Wright v. Commissioner

1983 T.C. Memo. 707, 47 T.C.M. 422, 1983 Tax Ct. Memo LEXIS 79
CourtUnited States Tax Court
DecidedNovember 29, 1983
DocketDocket No. 21794-80.
StatusUnpublished

This text of 1983 T.C. Memo. 707 (Wright v. Commissioner) is published on Counsel Stack Legal Research, covering United States Tax Court primary law. Counsel Stack provides free access to over 12 million legal documents including statutes, case law, regulations, and constitutions.

Bluebook
Wright v. Commissioner, 1983 T.C. Memo. 707, 47 T.C.M. 422, 1983 Tax Ct. Memo LEXIS 79 (tax 1983).

Opinion

LARRIMORE WRIGHT and MARY M. WRIGHT, Petitioners v. COMMISSIONER OF INTERNAL REVENUE, Respondent
Wright v. Commissioner
Docket No. 21794-80.
United States Tax Court
T.C. Memo 1983-707; 1983 Tax Ct. Memo LEXIS 79; 47 T.C.M. (CCH) 422; T.C.M. (RIA) 83707;
November 29, 1983.
C. Richard Rayburn, Jr., for the petitioners.
James R. Rich, for the respondent.

KORNER

MEMORANDUM FINDINGS OF FACT AND OPINION

KORNER, Judge: Respondent determined deficiencies in petitioners' Federal income taxes for 1976 in the total amount of $57,829. After concessions, the issues for decision herein are as follows:

(1) Whether petitioners' loss upon the sale of 10,000 shares of common stock of Texfi Industries, Inc. is deductible as an ordinary loss or a capital loss under section 165; 1 and/or

(2) whether petitioners' loss upon the sale of said stock is deductible as an ordinary loss under section 83 and regulations thereunder.

*82 FINDINGS OF FACT

Some of the facts have been stipulated and are found accordingly. The stipulation and the exhibits attached thereto are incorporated herein by this reference.
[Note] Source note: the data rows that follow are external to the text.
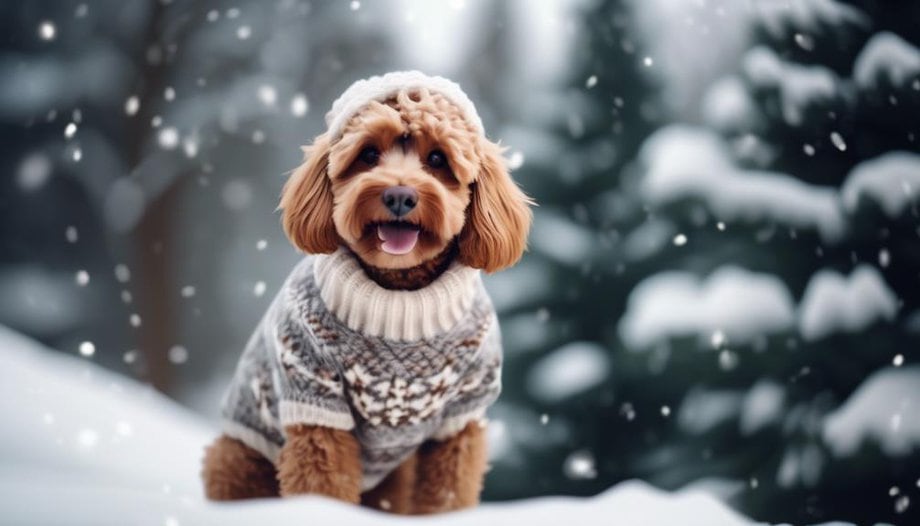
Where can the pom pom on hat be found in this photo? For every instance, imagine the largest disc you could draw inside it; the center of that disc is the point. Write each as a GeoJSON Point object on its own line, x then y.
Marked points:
{"type": "Point", "coordinates": [383, 87]}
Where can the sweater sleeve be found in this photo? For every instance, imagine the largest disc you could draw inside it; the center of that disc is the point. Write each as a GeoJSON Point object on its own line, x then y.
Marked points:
{"type": "Point", "coordinates": [309, 383]}
{"type": "Point", "coordinates": [479, 388]}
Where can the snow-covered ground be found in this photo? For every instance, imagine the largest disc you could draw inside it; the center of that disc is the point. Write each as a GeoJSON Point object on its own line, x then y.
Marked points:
{"type": "Point", "coordinates": [81, 445]}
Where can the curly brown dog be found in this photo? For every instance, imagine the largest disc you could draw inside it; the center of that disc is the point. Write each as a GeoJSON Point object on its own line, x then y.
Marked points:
{"type": "Point", "coordinates": [368, 379]}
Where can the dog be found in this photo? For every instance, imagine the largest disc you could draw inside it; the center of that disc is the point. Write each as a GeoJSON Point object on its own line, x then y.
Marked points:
{"type": "Point", "coordinates": [369, 376]}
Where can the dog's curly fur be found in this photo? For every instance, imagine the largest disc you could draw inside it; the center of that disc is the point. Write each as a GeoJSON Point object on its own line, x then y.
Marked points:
{"type": "Point", "coordinates": [469, 210]}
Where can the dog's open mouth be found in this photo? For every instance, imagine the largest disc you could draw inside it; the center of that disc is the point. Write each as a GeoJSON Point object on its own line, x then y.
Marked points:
{"type": "Point", "coordinates": [399, 237]}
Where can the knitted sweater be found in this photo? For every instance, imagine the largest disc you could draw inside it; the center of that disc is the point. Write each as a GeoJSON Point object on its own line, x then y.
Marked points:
{"type": "Point", "coordinates": [396, 368]}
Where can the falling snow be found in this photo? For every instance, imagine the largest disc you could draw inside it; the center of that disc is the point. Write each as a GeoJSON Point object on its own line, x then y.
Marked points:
{"type": "Point", "coordinates": [47, 30]}
{"type": "Point", "coordinates": [168, 138]}
{"type": "Point", "coordinates": [87, 349]}
{"type": "Point", "coordinates": [177, 354]}
{"type": "Point", "coordinates": [838, 141]}
{"type": "Point", "coordinates": [580, 465]}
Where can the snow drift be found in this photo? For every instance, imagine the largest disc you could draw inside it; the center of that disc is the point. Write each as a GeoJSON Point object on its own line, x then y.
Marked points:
{"type": "Point", "coordinates": [82, 445]}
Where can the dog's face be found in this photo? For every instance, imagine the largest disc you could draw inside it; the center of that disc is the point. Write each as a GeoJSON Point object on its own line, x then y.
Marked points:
{"type": "Point", "coordinates": [406, 179]}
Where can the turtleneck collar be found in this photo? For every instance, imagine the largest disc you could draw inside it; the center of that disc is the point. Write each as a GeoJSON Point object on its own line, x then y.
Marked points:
{"type": "Point", "coordinates": [404, 315]}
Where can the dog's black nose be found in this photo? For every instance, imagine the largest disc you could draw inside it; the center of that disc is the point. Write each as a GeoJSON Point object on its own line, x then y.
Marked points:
{"type": "Point", "coordinates": [400, 200]}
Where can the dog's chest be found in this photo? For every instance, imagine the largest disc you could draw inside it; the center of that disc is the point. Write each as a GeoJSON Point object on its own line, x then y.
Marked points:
{"type": "Point", "coordinates": [396, 383]}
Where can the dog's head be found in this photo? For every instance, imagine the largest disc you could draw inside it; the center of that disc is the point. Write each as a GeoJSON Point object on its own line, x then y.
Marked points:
{"type": "Point", "coordinates": [402, 177]}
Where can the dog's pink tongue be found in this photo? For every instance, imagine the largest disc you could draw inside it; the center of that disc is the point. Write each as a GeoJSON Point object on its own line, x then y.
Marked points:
{"type": "Point", "coordinates": [397, 239]}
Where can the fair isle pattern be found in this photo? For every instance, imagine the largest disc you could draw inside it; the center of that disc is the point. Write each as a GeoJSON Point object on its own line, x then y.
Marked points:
{"type": "Point", "coordinates": [303, 365]}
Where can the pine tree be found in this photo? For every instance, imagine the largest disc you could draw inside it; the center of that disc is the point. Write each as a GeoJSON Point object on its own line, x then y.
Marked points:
{"type": "Point", "coordinates": [567, 442]}
{"type": "Point", "coordinates": [819, 107]}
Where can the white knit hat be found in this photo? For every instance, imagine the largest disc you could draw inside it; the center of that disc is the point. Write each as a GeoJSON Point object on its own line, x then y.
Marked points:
{"type": "Point", "coordinates": [383, 87]}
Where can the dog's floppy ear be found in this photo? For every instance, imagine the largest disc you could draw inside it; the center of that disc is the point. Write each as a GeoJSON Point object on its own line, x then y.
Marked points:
{"type": "Point", "coordinates": [306, 202]}
{"type": "Point", "coordinates": [498, 218]}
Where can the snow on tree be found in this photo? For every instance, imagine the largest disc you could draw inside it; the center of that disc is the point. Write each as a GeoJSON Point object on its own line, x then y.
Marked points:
{"type": "Point", "coordinates": [803, 172]}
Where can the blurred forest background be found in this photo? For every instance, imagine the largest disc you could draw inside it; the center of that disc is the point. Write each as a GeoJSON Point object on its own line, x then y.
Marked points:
{"type": "Point", "coordinates": [723, 286]}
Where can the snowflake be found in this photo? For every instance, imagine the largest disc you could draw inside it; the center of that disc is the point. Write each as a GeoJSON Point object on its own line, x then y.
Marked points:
{"type": "Point", "coordinates": [47, 30]}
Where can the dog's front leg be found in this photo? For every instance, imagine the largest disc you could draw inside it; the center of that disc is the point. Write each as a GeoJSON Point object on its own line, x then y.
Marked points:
{"type": "Point", "coordinates": [450, 472]}
{"type": "Point", "coordinates": [322, 461]}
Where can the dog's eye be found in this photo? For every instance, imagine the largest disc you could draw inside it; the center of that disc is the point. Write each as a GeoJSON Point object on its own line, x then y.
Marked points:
{"type": "Point", "coordinates": [369, 155]}
{"type": "Point", "coordinates": [437, 159]}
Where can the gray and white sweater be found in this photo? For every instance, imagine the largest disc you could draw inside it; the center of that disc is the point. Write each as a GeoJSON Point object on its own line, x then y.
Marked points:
{"type": "Point", "coordinates": [396, 368]}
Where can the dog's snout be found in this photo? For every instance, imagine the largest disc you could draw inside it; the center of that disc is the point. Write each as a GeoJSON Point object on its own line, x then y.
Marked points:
{"type": "Point", "coordinates": [400, 200]}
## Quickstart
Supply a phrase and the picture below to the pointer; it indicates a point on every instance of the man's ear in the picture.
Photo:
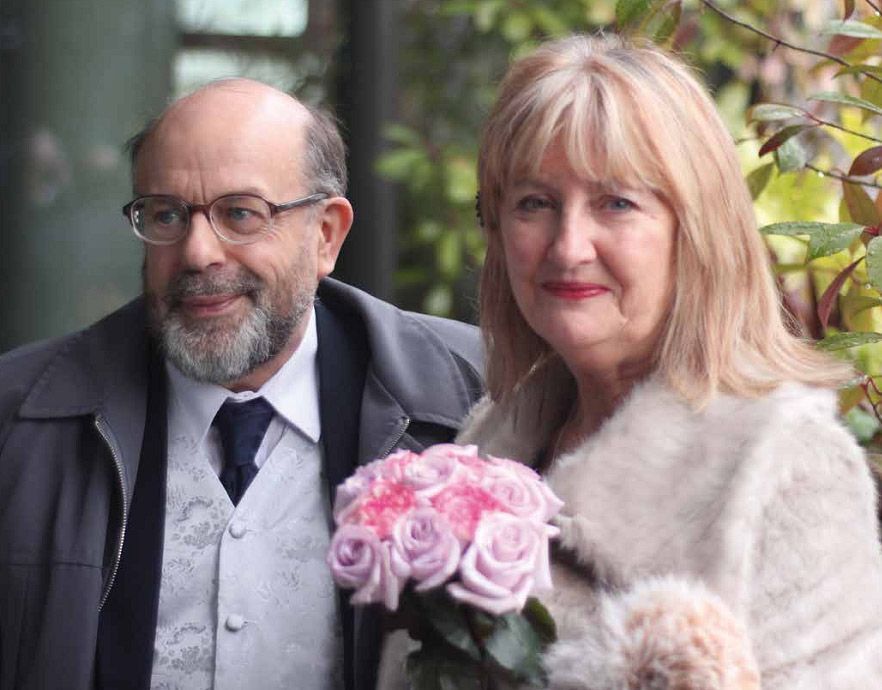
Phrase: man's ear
(335, 220)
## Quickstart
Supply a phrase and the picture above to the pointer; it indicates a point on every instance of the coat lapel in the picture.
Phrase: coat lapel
(343, 360)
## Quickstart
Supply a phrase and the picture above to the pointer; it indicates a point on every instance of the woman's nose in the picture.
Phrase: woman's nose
(574, 239)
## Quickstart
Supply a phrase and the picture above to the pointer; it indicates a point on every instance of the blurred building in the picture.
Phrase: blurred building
(79, 77)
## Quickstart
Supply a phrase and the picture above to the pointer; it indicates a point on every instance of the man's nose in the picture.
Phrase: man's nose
(201, 247)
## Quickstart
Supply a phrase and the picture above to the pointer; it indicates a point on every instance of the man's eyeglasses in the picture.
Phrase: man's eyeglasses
(235, 218)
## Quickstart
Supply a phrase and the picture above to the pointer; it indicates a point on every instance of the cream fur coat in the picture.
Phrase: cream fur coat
(739, 538)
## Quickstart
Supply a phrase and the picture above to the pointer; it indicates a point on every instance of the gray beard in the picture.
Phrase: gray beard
(221, 352)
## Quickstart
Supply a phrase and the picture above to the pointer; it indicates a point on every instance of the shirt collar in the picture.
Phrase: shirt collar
(292, 391)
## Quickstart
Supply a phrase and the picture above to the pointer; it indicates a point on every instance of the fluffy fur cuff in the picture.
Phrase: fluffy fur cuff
(662, 634)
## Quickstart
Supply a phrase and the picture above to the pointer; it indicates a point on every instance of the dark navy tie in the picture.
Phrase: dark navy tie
(241, 427)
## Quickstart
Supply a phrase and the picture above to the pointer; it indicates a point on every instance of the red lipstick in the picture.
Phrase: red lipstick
(574, 290)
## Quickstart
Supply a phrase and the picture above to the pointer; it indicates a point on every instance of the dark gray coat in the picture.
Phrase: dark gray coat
(72, 420)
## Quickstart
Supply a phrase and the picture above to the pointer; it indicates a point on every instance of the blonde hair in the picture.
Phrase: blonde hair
(633, 114)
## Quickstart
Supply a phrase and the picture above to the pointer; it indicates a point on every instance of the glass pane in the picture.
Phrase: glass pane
(195, 67)
(243, 17)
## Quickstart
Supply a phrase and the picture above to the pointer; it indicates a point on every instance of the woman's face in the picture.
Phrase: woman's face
(591, 265)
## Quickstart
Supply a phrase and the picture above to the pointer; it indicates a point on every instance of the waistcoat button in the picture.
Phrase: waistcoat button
(234, 622)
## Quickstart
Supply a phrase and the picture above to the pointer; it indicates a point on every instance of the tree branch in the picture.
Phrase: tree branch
(777, 40)
(843, 178)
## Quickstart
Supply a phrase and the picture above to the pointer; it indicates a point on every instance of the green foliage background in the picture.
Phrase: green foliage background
(798, 82)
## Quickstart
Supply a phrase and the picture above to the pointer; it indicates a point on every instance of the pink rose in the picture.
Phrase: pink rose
(500, 567)
(533, 498)
(521, 494)
(431, 472)
(379, 507)
(424, 548)
(350, 490)
(393, 467)
(359, 560)
(462, 504)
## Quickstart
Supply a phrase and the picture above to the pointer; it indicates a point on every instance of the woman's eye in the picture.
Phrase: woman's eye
(618, 203)
(534, 203)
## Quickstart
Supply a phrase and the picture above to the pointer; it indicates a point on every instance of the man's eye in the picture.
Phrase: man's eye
(238, 214)
(534, 203)
(167, 217)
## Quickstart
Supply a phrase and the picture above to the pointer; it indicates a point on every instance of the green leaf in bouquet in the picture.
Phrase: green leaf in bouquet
(431, 669)
(516, 648)
(539, 617)
(448, 620)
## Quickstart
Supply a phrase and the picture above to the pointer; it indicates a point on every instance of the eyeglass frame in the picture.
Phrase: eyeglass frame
(275, 209)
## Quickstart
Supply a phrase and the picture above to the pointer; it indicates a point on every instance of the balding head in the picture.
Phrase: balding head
(227, 108)
(225, 311)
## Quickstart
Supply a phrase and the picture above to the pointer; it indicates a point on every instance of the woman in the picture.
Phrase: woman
(638, 353)
(720, 523)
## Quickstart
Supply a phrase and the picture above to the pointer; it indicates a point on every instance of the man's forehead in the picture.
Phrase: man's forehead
(235, 103)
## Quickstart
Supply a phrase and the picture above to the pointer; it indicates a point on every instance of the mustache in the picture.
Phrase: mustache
(186, 285)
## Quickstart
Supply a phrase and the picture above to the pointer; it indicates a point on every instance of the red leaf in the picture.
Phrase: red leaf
(867, 162)
(825, 304)
(842, 45)
(861, 208)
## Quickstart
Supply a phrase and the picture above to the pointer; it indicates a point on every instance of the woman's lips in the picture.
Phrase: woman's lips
(203, 306)
(574, 290)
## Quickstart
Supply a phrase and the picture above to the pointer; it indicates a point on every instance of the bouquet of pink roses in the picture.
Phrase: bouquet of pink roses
(412, 522)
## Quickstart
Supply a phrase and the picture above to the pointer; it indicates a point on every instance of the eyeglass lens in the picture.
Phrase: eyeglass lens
(236, 218)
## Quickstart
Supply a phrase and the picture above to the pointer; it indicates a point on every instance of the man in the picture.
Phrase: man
(166, 475)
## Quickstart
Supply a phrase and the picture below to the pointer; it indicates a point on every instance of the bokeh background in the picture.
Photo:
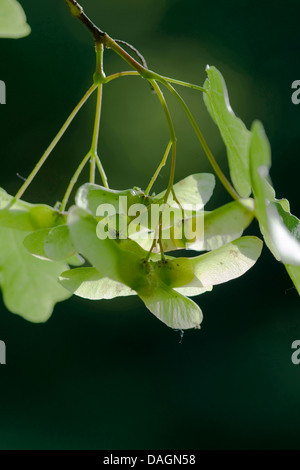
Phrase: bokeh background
(109, 375)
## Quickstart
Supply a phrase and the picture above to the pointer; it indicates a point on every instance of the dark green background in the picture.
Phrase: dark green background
(109, 375)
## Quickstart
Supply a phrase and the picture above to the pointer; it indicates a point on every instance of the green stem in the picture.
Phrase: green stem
(53, 143)
(173, 139)
(101, 171)
(99, 78)
(161, 165)
(157, 77)
(73, 182)
(204, 145)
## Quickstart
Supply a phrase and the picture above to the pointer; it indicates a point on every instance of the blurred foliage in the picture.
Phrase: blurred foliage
(108, 375)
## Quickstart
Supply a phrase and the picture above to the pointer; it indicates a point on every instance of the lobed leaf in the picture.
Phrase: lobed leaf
(30, 286)
(281, 230)
(193, 190)
(87, 283)
(234, 133)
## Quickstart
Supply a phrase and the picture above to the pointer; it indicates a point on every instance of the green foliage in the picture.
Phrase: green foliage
(234, 133)
(113, 258)
(12, 20)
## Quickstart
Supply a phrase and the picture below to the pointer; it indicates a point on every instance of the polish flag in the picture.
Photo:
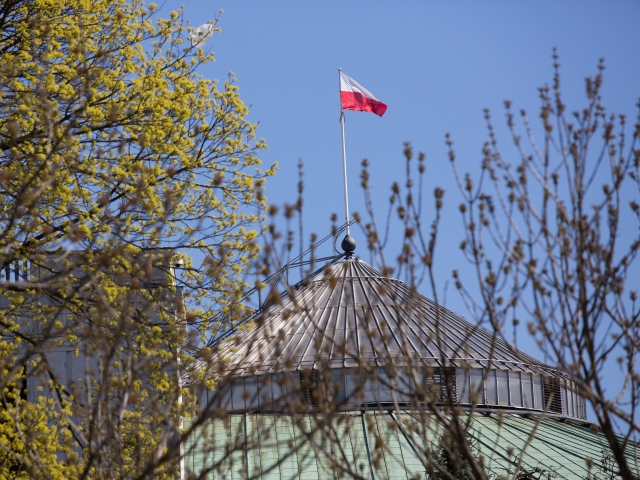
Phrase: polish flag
(355, 97)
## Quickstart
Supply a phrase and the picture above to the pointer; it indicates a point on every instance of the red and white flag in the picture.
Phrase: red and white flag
(355, 97)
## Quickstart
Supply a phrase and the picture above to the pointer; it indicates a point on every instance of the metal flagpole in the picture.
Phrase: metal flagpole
(344, 158)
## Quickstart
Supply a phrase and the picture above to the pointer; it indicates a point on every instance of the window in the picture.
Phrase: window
(503, 387)
(491, 389)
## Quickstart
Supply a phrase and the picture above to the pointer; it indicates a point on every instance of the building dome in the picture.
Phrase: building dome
(348, 318)
(351, 374)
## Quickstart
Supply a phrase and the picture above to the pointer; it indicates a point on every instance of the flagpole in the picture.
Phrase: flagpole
(344, 159)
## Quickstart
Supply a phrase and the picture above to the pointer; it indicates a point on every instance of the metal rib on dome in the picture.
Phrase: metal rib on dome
(351, 313)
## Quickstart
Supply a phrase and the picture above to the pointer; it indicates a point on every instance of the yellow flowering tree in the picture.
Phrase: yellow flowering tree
(130, 192)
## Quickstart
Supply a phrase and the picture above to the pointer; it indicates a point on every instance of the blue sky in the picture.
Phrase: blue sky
(436, 65)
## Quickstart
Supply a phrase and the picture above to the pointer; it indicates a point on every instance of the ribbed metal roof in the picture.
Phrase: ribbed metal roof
(350, 313)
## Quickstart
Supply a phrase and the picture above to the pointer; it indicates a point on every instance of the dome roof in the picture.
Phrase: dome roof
(349, 313)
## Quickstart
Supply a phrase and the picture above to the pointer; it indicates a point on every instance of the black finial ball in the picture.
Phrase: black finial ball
(348, 245)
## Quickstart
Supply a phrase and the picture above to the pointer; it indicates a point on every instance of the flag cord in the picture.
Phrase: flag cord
(344, 159)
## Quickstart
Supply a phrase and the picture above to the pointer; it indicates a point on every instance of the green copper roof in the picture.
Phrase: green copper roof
(286, 447)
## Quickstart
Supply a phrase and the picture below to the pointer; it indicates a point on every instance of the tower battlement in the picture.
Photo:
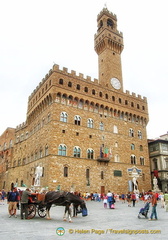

Larrimore Wright (hereinafter referred to as "Petitioner") and Mary M. Wright, husband and wife (hereinafter referred to, collectively, as "petitioners"), were legal residents of Greensboro, North Carolina, on December 5, 1980, the time of filing of their petition herein. Petitioners filed a joint Federal income tax return for the tax year ending December 31, 1976, with the Internal Revenue Service Center in Memphis, Tennessee.

Prior to October 1971, petitioner was employed as a partner in the national accounting firm of Price, Waterhouse & Company, where his annual salary was in the range of $70,000 to $75,000.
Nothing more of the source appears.